EBCOM, a proud subsidiary of MCI (Hamrah-e Aval), is seeking a Senior Observability & Reliability Engineer to enhance the reliability and observability of our services. In this critical role, you'll design and implement advanced monitoring solutions, improve system visibility, and ensure the seamless performance of our distributed systems.

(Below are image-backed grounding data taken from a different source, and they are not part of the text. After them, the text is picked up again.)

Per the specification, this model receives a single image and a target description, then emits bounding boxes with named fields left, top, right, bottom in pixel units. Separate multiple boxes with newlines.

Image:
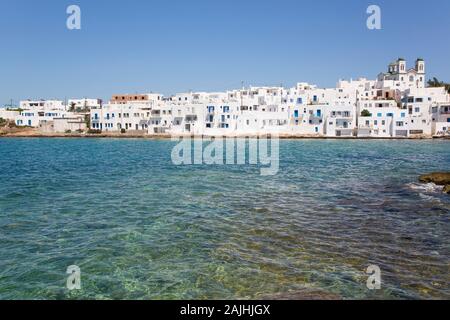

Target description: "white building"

left=85, top=58, right=449, bottom=138
left=378, top=58, right=426, bottom=89
left=0, top=109, right=20, bottom=121
left=20, top=100, right=66, bottom=111
left=15, top=109, right=76, bottom=127
left=90, top=103, right=151, bottom=132
left=68, top=98, right=102, bottom=111
left=432, top=103, right=450, bottom=137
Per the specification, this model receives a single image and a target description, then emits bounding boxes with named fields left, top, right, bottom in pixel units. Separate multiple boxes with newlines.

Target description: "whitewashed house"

left=82, top=58, right=449, bottom=138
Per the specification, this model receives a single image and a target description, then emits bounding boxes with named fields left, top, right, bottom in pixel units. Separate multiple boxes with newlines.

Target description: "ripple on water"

left=0, top=138, right=448, bottom=299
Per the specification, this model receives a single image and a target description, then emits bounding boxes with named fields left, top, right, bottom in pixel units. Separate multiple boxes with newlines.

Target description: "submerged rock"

left=443, top=185, right=450, bottom=194
left=419, top=172, right=450, bottom=194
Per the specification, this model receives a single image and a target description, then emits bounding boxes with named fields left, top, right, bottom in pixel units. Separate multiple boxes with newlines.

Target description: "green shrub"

left=360, top=109, right=372, bottom=117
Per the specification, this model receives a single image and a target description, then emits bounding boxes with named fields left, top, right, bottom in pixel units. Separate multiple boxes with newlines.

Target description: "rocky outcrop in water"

left=419, top=172, right=450, bottom=194
left=443, top=185, right=450, bottom=194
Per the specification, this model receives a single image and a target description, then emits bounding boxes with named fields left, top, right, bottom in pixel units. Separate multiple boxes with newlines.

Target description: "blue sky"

left=0, top=0, right=449, bottom=105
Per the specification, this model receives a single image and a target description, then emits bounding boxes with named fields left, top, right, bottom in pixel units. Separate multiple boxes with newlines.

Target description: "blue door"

left=294, top=110, right=299, bottom=118
left=28, top=120, right=32, bottom=126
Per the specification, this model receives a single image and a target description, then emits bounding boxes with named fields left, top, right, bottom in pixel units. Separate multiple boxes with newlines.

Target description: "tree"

left=360, top=109, right=372, bottom=117
left=427, top=77, right=450, bottom=93
left=84, top=114, right=90, bottom=129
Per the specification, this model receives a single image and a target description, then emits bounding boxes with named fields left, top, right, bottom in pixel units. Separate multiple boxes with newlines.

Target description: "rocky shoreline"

left=1, top=120, right=450, bottom=140
left=419, top=172, right=450, bottom=194
left=1, top=130, right=448, bottom=140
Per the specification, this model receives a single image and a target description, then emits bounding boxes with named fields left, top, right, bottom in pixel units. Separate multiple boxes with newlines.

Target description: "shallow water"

left=0, top=138, right=448, bottom=299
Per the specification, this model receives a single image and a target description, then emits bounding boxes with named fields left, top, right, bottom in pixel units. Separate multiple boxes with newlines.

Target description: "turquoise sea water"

left=0, top=138, right=448, bottom=300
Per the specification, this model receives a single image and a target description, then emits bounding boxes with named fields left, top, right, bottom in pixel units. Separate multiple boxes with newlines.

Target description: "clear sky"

left=0, top=0, right=449, bottom=105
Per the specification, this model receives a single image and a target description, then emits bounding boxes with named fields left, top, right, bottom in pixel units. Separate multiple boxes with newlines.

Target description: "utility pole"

left=240, top=81, right=244, bottom=109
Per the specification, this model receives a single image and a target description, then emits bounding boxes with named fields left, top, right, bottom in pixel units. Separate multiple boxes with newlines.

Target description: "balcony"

left=330, top=113, right=352, bottom=119
left=185, top=115, right=197, bottom=123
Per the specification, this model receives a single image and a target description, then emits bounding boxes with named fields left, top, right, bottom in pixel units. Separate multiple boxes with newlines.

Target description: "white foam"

left=406, top=182, right=443, bottom=193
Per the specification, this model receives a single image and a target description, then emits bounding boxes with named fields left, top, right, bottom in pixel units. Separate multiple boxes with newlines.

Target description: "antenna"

left=240, top=81, right=244, bottom=108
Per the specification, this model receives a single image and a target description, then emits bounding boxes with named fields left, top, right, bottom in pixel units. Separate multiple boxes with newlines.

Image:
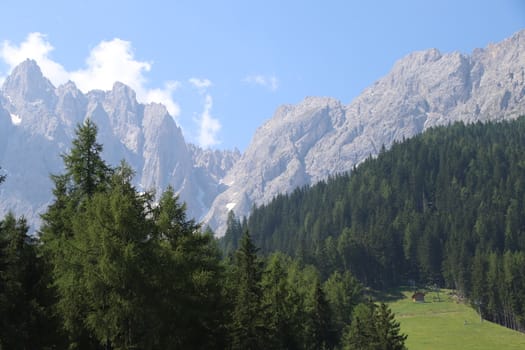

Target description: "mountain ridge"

left=0, top=59, right=239, bottom=229
left=206, top=29, right=525, bottom=234
left=1, top=30, right=525, bottom=233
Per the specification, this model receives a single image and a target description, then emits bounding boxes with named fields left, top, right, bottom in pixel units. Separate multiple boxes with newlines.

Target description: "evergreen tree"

left=324, top=270, right=362, bottom=342
left=62, top=119, right=111, bottom=198
left=235, top=116, right=525, bottom=331
left=374, top=302, right=408, bottom=350
left=69, top=163, right=153, bottom=348
left=310, top=280, right=335, bottom=349
left=230, top=231, right=266, bottom=350
left=39, top=122, right=228, bottom=348
left=39, top=121, right=114, bottom=348
left=261, top=253, right=302, bottom=350
left=221, top=210, right=243, bottom=256
left=342, top=301, right=407, bottom=350
left=342, top=301, right=378, bottom=350
left=0, top=214, right=60, bottom=349
left=150, top=186, right=227, bottom=349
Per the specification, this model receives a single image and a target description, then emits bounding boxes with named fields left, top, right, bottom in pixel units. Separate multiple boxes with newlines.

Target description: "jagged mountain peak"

left=108, top=82, right=138, bottom=104
left=1, top=32, right=525, bottom=236
left=57, top=80, right=80, bottom=94
left=2, top=59, right=57, bottom=108
left=394, top=48, right=443, bottom=68
left=492, top=28, right=525, bottom=49
left=206, top=30, right=525, bottom=235
left=0, top=61, right=237, bottom=230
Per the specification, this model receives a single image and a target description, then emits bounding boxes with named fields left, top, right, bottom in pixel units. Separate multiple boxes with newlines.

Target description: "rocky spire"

left=1, top=59, right=57, bottom=108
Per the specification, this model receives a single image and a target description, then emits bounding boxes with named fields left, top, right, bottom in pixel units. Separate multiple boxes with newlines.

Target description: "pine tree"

left=342, top=301, right=378, bottom=350
left=324, top=270, right=362, bottom=342
left=342, top=301, right=407, bottom=350
left=0, top=214, right=33, bottom=348
left=72, top=163, right=153, bottom=348
left=310, top=280, right=335, bottom=349
left=150, top=186, right=227, bottom=349
left=261, top=253, right=302, bottom=350
left=62, top=119, right=111, bottom=198
left=39, top=121, right=114, bottom=348
left=0, top=214, right=60, bottom=348
left=374, top=302, right=407, bottom=350
left=230, top=231, right=266, bottom=350
left=221, top=210, right=243, bottom=255
left=40, top=122, right=230, bottom=348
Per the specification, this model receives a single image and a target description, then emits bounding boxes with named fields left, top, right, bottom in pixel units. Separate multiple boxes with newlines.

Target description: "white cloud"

left=145, top=81, right=181, bottom=117
left=189, top=77, right=212, bottom=89
left=244, top=74, right=279, bottom=91
left=69, top=38, right=151, bottom=92
left=198, top=94, right=221, bottom=148
left=0, top=32, right=181, bottom=117
left=1, top=32, right=70, bottom=84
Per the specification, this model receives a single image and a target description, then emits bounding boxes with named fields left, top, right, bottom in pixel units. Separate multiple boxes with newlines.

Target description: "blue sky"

left=1, top=0, right=524, bottom=150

Your expertise in reliability engineering will be key in minimizing incidents and contributing to the continuous improvement of our operational resilience.
Job Description
Observability Engineering:
- Design and enhance observability architecture (Metrics, Logs, Traces).
- Implement centralized monitoring and telemetry collection strategies.

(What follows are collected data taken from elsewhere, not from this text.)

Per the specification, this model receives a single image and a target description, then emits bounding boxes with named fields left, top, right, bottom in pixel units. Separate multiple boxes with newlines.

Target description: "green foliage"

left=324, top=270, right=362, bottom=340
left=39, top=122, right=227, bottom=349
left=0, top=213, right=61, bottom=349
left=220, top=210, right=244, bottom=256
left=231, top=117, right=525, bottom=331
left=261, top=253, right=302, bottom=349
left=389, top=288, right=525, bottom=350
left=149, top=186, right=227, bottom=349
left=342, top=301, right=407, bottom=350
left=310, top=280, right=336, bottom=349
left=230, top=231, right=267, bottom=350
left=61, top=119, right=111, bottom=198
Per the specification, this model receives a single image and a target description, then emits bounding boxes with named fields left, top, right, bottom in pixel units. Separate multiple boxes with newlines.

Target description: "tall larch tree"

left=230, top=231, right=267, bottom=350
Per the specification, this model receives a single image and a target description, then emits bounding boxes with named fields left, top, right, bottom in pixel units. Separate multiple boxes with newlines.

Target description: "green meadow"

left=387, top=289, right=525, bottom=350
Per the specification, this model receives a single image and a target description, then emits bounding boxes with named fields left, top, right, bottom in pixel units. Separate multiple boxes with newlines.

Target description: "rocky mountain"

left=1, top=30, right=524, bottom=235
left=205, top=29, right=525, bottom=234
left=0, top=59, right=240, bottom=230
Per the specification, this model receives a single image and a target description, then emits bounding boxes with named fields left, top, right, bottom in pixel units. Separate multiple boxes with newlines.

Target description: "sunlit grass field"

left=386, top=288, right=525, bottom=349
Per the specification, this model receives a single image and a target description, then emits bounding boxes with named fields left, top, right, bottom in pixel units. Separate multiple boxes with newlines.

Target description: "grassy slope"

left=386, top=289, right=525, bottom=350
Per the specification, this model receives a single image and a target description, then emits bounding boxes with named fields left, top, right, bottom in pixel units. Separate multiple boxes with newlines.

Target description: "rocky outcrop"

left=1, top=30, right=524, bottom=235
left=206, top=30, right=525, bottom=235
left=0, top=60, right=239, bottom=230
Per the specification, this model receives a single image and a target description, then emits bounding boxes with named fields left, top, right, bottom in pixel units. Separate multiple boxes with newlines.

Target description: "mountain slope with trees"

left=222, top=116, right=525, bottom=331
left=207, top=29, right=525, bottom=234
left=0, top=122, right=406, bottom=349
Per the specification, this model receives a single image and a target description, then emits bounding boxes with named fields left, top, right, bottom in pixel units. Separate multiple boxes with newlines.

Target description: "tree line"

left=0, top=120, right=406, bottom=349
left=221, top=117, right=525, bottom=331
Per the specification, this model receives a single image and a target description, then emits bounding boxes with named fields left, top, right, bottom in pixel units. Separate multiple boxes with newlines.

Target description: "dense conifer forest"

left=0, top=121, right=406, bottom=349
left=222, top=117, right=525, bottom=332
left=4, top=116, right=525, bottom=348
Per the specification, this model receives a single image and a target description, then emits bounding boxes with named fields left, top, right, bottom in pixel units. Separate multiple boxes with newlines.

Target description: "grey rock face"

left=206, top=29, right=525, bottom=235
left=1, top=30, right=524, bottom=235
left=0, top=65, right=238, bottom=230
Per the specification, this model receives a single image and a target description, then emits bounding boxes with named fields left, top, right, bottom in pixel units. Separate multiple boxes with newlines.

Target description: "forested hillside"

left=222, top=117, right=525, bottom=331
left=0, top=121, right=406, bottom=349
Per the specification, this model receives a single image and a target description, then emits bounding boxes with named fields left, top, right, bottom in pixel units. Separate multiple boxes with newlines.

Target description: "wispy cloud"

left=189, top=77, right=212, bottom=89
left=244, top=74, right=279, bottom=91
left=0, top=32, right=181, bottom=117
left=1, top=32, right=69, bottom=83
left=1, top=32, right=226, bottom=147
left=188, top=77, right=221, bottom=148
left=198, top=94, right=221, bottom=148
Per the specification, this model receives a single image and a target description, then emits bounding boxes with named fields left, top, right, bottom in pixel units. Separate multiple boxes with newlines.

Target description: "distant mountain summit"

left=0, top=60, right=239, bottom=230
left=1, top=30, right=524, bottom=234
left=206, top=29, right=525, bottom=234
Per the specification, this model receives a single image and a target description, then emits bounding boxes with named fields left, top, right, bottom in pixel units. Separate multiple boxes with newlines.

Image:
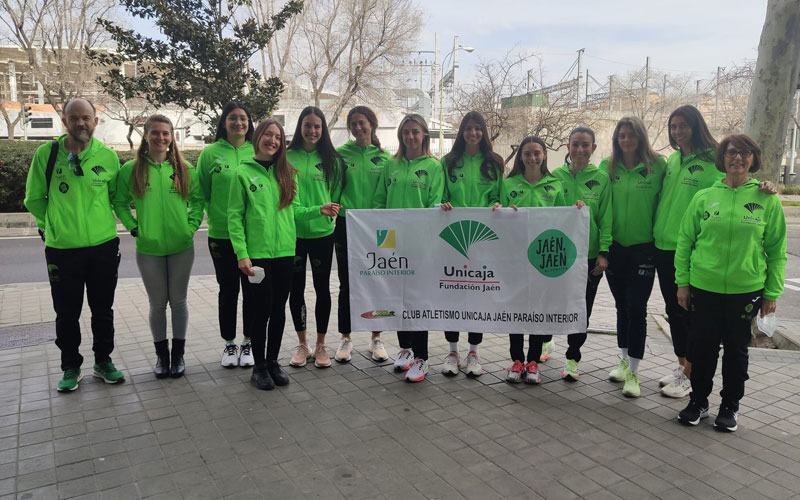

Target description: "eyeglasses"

left=67, top=152, right=84, bottom=176
left=724, top=149, right=753, bottom=159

- Build advanced dashboards and visualization layers for service health.
- Define effective alerting models with proper thresholds and noise reduction.
- Improve system visibility across distributed services and APIs.
Reliability Engineering:
- Apply reliability principles to reduce incidents and service degradation.
- Define and track SLOs, SLAs, SLIs, and error budgets.
- Conduct reliability and availability analysis across services.
- Identify systemic weaknesses and recurring failure patterns.
- Contribute to resilience improvements and operational hardening.
Incident Intelligence & Analysis:
- Lead advanced alert triage and event correlation.
- Support incident response with deep telemetry insights.
- Participate in root cause analysis (RCA) and post-incident reviews.
- Develop monitoring improvements based on incident learnings.
Performance & Capacity Insight:
- Analyze performance trends and anomaly detection.
- Support capacity planning using monitoring data.
- Deliver service reliability and performance reports.
Required Technical Skills:
- Strong hands-on experience with monitoring & visualization tools: Prometheus, Zabbix, Grafana, Splunk, Kibana.
- Experience with log aggregation and analysis platforms: ELK Stack or Splunk.
- Solid understanding of Observability concepts (Metrics, Logs, Tracing, Telemetry).
- Familiarity with distributed systems monitoring.
- Linux system knowledge and performance troubleshooting.
- Understanding of network and infrastructure monitoring fundamentals.
- Experience with API/service monitoring.
- Experience with event management and ticketing systems.
Reliability & Engineering Knowledge:
- Deep understanding of MTTR, MTBF, availability, and resilience engineering.
- Experience defining and measuring SLO/SLI frameworks.
- Knowledge of alert optimization and signal-to-noise improvement.
- Strong analytical skills for failure pattern recognition.
- Experience contributing to operational readiness and service reliability.
Nice to Have:
- Experience with APM tools.
- Knowledge of automation or scripting (Python, Bash).
- Exposure to cloud-native monitoring.
- Familiarity with ITIL processes.
Soft Skills:
- Strong analytical and systems-thinking mindset.
- Calm and effective under incident pressure.
- Cross-team collaboration skills.
- Clear reporting and documentation.
Work Conditions:
- Participation in incident scenarios and reliability reviews.
- Close collaboration with Service Operations teams.